Tae Yang constatou esse fato em um único momento comigo. Comecei a caminhar de volta para o Hostel e ele me acompanhou. Eu permaneci em silêncio por alguns instantes tentando assimilar tudo aquilo. Se eu contasse ninguém acreditaria.

— O Brasil tem locais lindos e muito bons de se viver, eu só não gosto de onde eu moro. E tenho planos de procurar outro local, de preferência que eu possa andar tranquilamente na rua e sozinha como estou andando agora, sem ter medo de me assaltarem na própria porta de casa.

— Então onde você mora é tão ruim assim?

— Não era, mas acabou se tornando. – Suspirei com tristeza.

Acredito que ele percebeu e por isso não tocou mais no assunto. Eu coloquei as mãos nos bolsos do casaco porque além de estar com frio, estava nervosa. O que esse homem fazia ali? Passamos o restante do caminho sem falar uma única palavra, até que chegamos à porta do hostel e ele abriu a boca para me deixar sem jeito.

— Algo me deixou curioso, por que você veio para a Coreia do Sul?

Como eu iria responder para ele que eu era fissurada em dramas e principalmente nele?

— Bem, eu sou apaixonada pelos dramas coreanos e... — Achei melhor parar por ali.

— Entendi. — Sorriu novamente — Os dramas coreanos abriram novas portas para o turismo no país, muitos se sentem motivados pelo que veem nas produções. Se você sabe quem eu sou, por que fingiu não saber?

— Na realidade, não fingi. — Ele franziu o cenho como se não compreendesse. — Eu só fiquei sem reação mesmo. Achei que estava com muita sorte para ser verdade. Um dos atores mais queridos da Coréia vem na minha direção assim que chego no país?
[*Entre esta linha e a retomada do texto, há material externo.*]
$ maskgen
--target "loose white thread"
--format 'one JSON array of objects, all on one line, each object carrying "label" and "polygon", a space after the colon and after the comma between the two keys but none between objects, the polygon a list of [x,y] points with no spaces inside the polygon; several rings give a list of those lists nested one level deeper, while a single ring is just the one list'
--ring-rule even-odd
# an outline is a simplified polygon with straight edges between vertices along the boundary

Só podia ser pegadinha.

Ele gargalhou. Aquela gargalhada era exatamente como eu assistia nos vídeos. Os olhinhos que se fecham quando sorriem e o olhar gentil logo em seguida. Se eu ficar aqui, vou pirar.

— Mas eu não podia surtar na sua frente, não é mesmo? Você diria que eu era louca, principalmente porque todos agiam normalmente ao seu redor e eu não seria diferente.
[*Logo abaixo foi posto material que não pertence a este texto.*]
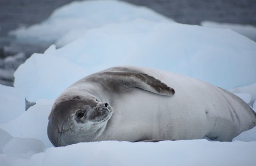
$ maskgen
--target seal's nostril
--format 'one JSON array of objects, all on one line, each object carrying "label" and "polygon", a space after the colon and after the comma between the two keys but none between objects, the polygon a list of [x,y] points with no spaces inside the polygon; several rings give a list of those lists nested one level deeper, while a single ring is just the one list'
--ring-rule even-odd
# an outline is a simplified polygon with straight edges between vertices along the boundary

— Acho que foi o certo a se fazer. — Ficamos em silêncio de novo. Aquilo era constrangedor e ele sentiu isso também — Bom, você sabe meu nome e eu não sei o seu...

— Júlia.

— Como?

— Júlia. — Ele tentou repetir baixinho, mas eu ouvi — Quase isso.

Dessa vez quem riu, foi eu. Ele havia ficado desconcertado. Mais uma vez eu agradeci a ele pela ajuda. Sabia que um homem como ele não precisava fazer o que ele estava fazendo e eu agradeci mais ainda por isso. Não porque ele não pode ser gentil, mas alguém como ele, eu sequer sonhava em encontrar. Tae Yang assentiu em concordância e ficou parado esperando enquanto eu seguia para a entrada do hostel. Meu coração se apertou por saber que mais uma chance seria desperdiçada ali, pois eu era covarde o suficiente para pedir ao menos uma foto. Só que Deus é bom e não é à toa, quando pensei que tudo estava perdido, eu escuto o meu nome ser pronunciado do modo mais estranho e mais lindo que já ouvi em toda minha vida. Virei-me para olhar diretamente para aquele homem que sempre vislumbrei pela tela do computador.

— “Rúlia”, você gostaria de conhecer o estúdio de gravação do meu novo drama? — Meu coração parecia querer sair pela garganta. Meu Deus, isso só pode ser sonho. — E então?

— Claro! Mas é claro que sim.

— Então eu passo aqui amanhã, as sete horas da manhã. — Assenti rápido demais e ele riu — Só um pedido, não conte a ninguém, tudo bem?

— Ok.

Dessa vez não relutei, sorri mais abertamente ainda e entrei no hostel. Sei que ele apenas me esperou entrar para poder ir embora e eu, depois que entrei, corri feito criança para o meu quarto, tentei realocar minha saída de amanhã em algum outro dia dessa minha agenda e soltei toda a felicidade que estava em meu peito pelo convite inesperado.